You are right of course... The top band in our school is likely to be top 10-15%. But within that the level of challenge needed is different. I find that extension work is often not what bright students in my subject need. More of the same is not going to help them progress. I tend to use activities that force them to think more laterally or force them to refine their work and be more precise. So for example- I might set a task to summarise what they have learned in the lesson. For some students saying one or two simple things is difficult and will take them time- others could say twenty things and be sat twiddling their thumbs. Instead I'll make it more challenging by setting them criteria (must include prioritisation, first and second order concepts and a new technique) and a restricted number of words or characters so that rather than what I call the spaghetti approach (chuck everything at it and hope something sticks) they develop skills in selection, prioritising, making the best use of their vocabulary etc. I have a some of very bright (top 1%, off to Oxbridge types) that really thrive on this.
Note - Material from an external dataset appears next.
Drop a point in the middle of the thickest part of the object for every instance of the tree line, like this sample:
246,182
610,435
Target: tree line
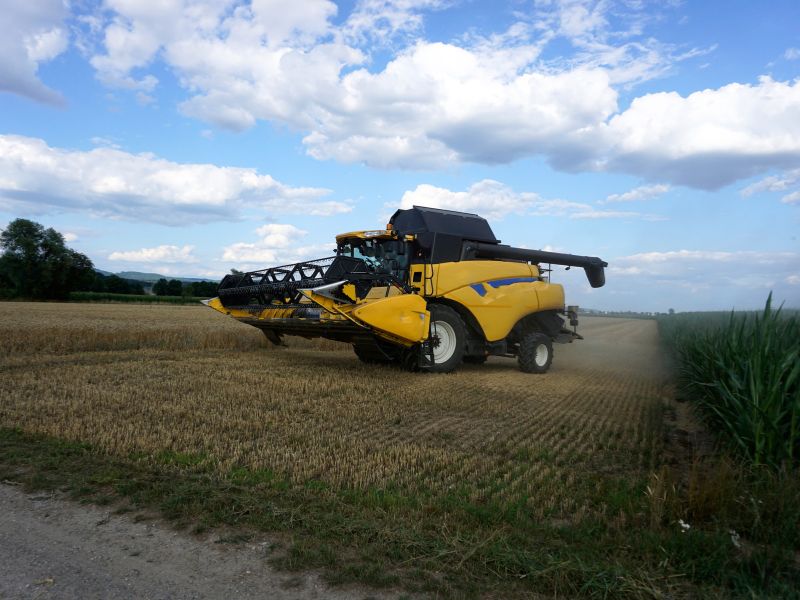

There has been some real nonsense about differentiation, if children aren't challenged or progressing you aren't doing it right regardless of how many "extension activities" and "stretch and challenge" ideas you have put into your schemes of work. If your brightest students are stretched and your least able making progress you are doing it right even if you have none of those things. I've had a very memorable conversation with an ofsted inspector who said he didn't think my lesson had much differentiation but that all of the students made excellent progress. When I asked what differentiation he wanted he suggested some "extension" activities and vocab sheets.
Less than 24 hours later his more senior colleague said my lesson had some of the bet differentiation he'd seen.
Just realised we X-posted. Setting does seem common sense and I imagine that is why it has persisted for so long despite the overwhelming weight of evidence from all major meta-analyses showing that it actually lowers performance. That being said, teachers used to teaching sets will not become excellent mixed-ability teachers overnight and I think that leads to fear of changing things.